В ответ на слова Петренки желудок матроса снова опростался. На этот раз скудно и оттого ещё более мучительно.

— Я тебе честно скажу, Петренко. Дело у нас благородное, но сам ты настоящая пакость.

Матрос выталкивал из себя слова, с трудом подавляя новые приступы головокружения.

— Я пакость? Тут ты не в русле настоящего момента. Я слушал речи новых бар. Два раза. Сначала перед нами выступал товарищ Троцкий. Агитировал относительно текущего момента, который стал другим по сравнению с зимой.

— Вот паскудство! То один момент у тебя настоящий, то другой. Ты определись: когда, сейчас или зимой настоящий момент?

— Прошлой зимой я возил в Петроград донесение особой секретности. В том донесении… А, да тебе не надо знать. Ты по пьяни любому выболтаешь. Так вот, в Питере для просвещения себя я отправился на митинг. Там товарищ Зиновьев вещал. Красноречивый барин. Одет богато. В высокой шапке. Я уж думал, не медвежья ли шапка, как в старину у бояр было…

— В старину у бояр были смушковые шапки.

— Не перебивай! В высокой шапке, а говорит так, что заслушаешься. Я долго на том митинге отирался и речь боярскую дослушал до конца. Выводы сделал.

— Отзынь с выводами, дура ты эдакая. Голова болит!

— Вот отвинчу голову и перестанет болеть! Сейчас о другом. О товарище Троцком. Этот из Петрограда до нашей Гатчины доехал нарочно, чтобы речь сказать.

— Зиновьев… Троцкий… Чёрт и Сатана. Ой, болит моя голова!

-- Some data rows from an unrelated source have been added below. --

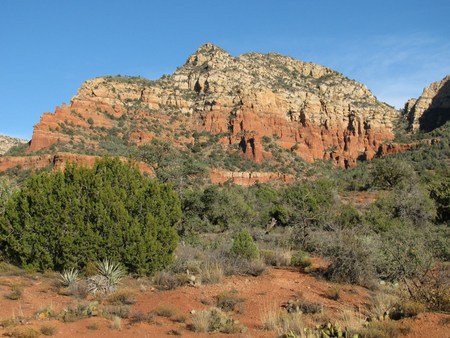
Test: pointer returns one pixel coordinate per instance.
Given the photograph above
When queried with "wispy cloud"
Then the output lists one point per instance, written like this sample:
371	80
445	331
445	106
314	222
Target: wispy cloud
396	68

— Ну, Троцкий-то явно еврей. И глаз у него нехорошо горит. И не барин он, а так…

Петренко осёкся, перекрестился, заозирался, будто желал прекратить разговор о «красных барах». Однако матрос не дал ему «выпасть» из разговора, спросив:

— А Зиновьев не еврей?

— Кто ж знает? На этот счёт сомнения есть, хоть и красиво говорит.

— Вот тут ты и оплошал, Петренко. Дай же покоя… Голова болит!

— Но всё-таки кое в чём большевики не правы. Немцев поменять на евреев — это не дело.

— Тише ты, дубина! Вот товарищ Матсон услышит!

— Да видал я его…

— Тише! Слышь, кто-то идёт!

— Это товарищ Матсон с товарищами. Давай-ка, подтянись!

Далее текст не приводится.